On border tour, Harris cites ‘progress’ in ‘tough’ situation


WASHINGTON (NewsNation Now) —Vice President Kamala Harris asserted Friday that the Biden administration had made progress tackling a migration spike that’s drawn fire from Republicans and made fellow Democrats uncomfortable. Her first trip to the U.S.-Mexico border as head of the Biden administration’s response is being closely watched on all sides.

Visiting El Paso, Harris called the situation at the border “tough” and said more work is needed, anchored in a thorough understanding of why migrants leave their homes.

She met with five young girls, ages 9-16, who had been held at a Customs and Border Protection processing center after crossing the border, the White House said, before visiting the border itself at the Paso del Norte Port of Entry. She also spoke with agents about how they were using technology to streamline intake for migrants.

“You guys have made incredible advances in the last several months,” she told the agents.

This is the first time Harris has visited the border since becoming the vice president and taking a lead role in immigration issues.

“I’m glad to be here,” Harris said after arriving into El Paso and plunging into her schedule. “It was always the plan to come here, and I think we’re gonna have a good productive day.”

During a meeting with faith-based organizations, as well as shelter and legal service providers, Harris said she and Biden “inherited a tough situation.’”

She added: “In five months we’ve made progress, but there’s still more work to be done, but we’ve made progress.”

But critics of her visit say El Paso is not he epicenter of the border crisis. McAllen Mayor Javier Villalobos says his community in Texas’ Rio Grand Valley is seeing a flood of migrants.

“We need Congress, we need the president or vice president to act,” he told NewsNationNow.com. “And yes, I would love to have our vice president visit us.”

Villalobos said only the federal government could send the message necessary to dissuade migrants from trying to cross the border.

“Until Washington acts and so that people in Central America and other areas know that we’re serious about our borders, we’re going to continue this this problem,” he said.

Thus far, much of Harris’ attention has been devoted to what she calls the “root causes” of migration, namely poverty, crime and corruption in Central America.

“The stories that I heard today reinforce the nature of those root causes,” she said, adding, “It is going to require, as we have been doing, a comprehensive approach that acknowledges each piece of this.”

Harris faced months of criticism from Republicans, and even some frustration from those in her own party, for not visiting the area.

The administration inherited “a broken and inhumane immigration system,” Sanders said during a call with reporters on Thursday. “The previous administration’s policies led to chaos at the border, family separation, inhumane conditions, dismal diplomacy towards and with Central America.”

Sanders said the vice president’s trip to Guatemala and Mexico earlier this year was about addressing the root causes, and this border visit “is about the effects.”

Harris, who visited the U.S.-Mexico border many times as a senator and attorney general from California, was assailed by Republicans when she visited Mexico and Guatemala this month.

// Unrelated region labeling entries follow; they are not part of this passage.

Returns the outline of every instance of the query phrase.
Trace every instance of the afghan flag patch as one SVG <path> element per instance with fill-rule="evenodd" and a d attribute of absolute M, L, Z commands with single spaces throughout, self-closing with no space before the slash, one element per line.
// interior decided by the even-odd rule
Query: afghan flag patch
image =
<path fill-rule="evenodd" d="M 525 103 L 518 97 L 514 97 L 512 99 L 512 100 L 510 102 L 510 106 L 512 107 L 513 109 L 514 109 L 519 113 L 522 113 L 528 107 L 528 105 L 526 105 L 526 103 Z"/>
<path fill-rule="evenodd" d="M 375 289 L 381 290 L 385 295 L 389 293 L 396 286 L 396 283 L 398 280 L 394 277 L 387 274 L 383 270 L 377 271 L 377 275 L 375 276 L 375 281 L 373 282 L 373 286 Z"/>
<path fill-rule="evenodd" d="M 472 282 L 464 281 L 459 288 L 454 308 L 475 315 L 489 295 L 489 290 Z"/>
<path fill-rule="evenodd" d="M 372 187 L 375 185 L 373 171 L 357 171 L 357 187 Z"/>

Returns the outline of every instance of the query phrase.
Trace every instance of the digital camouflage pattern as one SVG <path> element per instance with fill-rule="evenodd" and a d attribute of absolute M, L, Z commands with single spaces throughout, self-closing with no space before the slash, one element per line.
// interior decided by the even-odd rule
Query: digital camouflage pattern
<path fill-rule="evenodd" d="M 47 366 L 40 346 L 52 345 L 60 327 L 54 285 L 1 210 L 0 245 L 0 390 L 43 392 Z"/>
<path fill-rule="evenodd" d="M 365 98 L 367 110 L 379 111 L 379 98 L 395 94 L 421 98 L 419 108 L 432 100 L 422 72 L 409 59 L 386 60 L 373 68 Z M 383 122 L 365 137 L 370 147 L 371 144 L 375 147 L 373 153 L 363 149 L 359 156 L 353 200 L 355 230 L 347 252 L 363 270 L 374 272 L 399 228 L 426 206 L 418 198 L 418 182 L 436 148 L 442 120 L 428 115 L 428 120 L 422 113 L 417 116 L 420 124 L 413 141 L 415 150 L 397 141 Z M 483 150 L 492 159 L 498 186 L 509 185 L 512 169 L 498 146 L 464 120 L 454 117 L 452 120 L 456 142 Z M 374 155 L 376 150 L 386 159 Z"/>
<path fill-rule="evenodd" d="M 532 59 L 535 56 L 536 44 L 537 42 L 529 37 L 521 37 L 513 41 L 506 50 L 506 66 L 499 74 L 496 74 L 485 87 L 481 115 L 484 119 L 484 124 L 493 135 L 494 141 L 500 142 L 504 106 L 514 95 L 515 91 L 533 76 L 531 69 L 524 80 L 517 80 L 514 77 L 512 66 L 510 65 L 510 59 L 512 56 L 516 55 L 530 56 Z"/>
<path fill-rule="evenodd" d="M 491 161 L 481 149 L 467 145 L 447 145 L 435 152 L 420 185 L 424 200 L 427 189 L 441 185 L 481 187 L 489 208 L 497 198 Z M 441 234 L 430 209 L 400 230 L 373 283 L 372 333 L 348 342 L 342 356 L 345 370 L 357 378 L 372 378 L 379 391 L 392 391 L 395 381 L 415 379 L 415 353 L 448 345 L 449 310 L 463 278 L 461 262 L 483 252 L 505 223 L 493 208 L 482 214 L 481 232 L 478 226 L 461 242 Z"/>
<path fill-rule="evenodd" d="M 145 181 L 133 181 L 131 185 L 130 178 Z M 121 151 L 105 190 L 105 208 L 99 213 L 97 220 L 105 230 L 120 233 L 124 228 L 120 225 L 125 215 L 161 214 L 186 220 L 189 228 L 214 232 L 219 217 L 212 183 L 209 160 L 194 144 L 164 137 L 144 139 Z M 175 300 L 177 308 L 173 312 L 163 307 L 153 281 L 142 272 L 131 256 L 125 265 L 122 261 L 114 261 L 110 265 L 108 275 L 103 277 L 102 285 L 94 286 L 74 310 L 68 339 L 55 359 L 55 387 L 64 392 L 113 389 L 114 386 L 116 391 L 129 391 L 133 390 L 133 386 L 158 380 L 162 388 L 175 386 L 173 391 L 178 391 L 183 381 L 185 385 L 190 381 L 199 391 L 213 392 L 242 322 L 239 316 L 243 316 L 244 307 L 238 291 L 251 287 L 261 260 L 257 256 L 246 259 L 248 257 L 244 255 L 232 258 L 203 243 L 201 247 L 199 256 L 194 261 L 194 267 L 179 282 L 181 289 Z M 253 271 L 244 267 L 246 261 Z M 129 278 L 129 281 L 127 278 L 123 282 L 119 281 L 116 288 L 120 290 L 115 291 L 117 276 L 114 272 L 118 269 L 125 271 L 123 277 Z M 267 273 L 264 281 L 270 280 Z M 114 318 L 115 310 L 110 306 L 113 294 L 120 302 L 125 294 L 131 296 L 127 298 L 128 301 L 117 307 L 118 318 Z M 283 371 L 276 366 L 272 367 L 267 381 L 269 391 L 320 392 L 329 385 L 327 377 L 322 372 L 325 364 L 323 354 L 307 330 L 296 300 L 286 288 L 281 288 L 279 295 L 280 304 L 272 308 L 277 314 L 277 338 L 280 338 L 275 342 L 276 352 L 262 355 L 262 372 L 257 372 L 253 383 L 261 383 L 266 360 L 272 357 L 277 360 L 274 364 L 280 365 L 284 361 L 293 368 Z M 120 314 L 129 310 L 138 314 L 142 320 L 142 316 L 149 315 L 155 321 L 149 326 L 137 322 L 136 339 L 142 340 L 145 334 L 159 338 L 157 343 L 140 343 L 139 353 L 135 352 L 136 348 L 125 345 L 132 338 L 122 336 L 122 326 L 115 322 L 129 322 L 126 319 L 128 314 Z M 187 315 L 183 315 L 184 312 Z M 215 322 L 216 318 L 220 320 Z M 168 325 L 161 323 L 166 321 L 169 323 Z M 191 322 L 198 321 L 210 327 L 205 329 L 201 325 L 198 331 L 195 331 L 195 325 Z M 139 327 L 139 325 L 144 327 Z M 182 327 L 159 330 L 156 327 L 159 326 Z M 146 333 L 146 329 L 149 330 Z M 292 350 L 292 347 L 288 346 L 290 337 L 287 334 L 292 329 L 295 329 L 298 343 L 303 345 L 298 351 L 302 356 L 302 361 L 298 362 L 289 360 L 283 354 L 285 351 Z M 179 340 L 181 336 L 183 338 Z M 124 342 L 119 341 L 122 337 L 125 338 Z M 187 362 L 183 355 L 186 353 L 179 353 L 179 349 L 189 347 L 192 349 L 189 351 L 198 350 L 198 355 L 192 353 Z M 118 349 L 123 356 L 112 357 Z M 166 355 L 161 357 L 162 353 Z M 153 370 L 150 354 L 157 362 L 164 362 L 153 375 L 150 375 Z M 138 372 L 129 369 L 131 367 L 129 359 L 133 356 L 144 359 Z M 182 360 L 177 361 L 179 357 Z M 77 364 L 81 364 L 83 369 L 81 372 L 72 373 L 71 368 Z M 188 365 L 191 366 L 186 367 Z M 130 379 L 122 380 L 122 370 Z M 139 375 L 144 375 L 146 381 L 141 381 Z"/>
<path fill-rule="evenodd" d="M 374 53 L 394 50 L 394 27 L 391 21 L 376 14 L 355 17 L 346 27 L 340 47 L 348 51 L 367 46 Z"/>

She was tasked earlier this year by President Joe Biden with taking on the root causes of migration from Central America to the United States, and so far she’s focused largely on outreach to local leaders and advocacy groups with the goal of improving economic and living conditions in the region. Harris has said her goal is to offer residents of Guatemala, El Salvador, Honduras and Mexico hope for their future, so they no longer feel compelled to leave home for better opportunities.

Aides say she is not overseeing the security response to the uptick in border crossings, but that has not stopped critics from blasting the Biden administration for not visiting the border until this month.

Harris was being joined on the trip by Homeland Security Secretary Alejandro Mayorkas, Illinois Democratic Sen. Dick Durbin and Democratic Rep. Veronica Escobar, who represents the district there.

Mayorkas said the U.S. faced “significant challenges” back in March in securing the border but “we’ve made extraordinary progress” that he was hoping to share with Harris Friday.

Harris had no plans to visit the migrant detention facility at the Fort Bliss military post, which has drawn criticism from advocates who have described unsafe conditions and allegations of abuse toward some of the thousands of children housed there. Instead, Health and Human Services Secretary Xavier Becerra was set to travel there on Monday.

Democratic Rep. Cuellar called the decision by Harris to visit El Paso “politically safe,” because, he said, most of the activity at the border happens farther south.

Republican Gov. Greg Abbott is kickstarting a crowdfunding campaign to finish the border wall former President Donald Trump started. He will host Trump at the border on June 30.

U.S. Customs and Border Protection recorded more than 180,000 encounters on the Mexican border in May, the most since March 2000. Those numbers were boosted by a pandemic-related ban on seeking asylum, which encouraged repeated attempts to cross the border because getting caught carried no legal consequences.

Reuters and the Associated Press contributed to this report.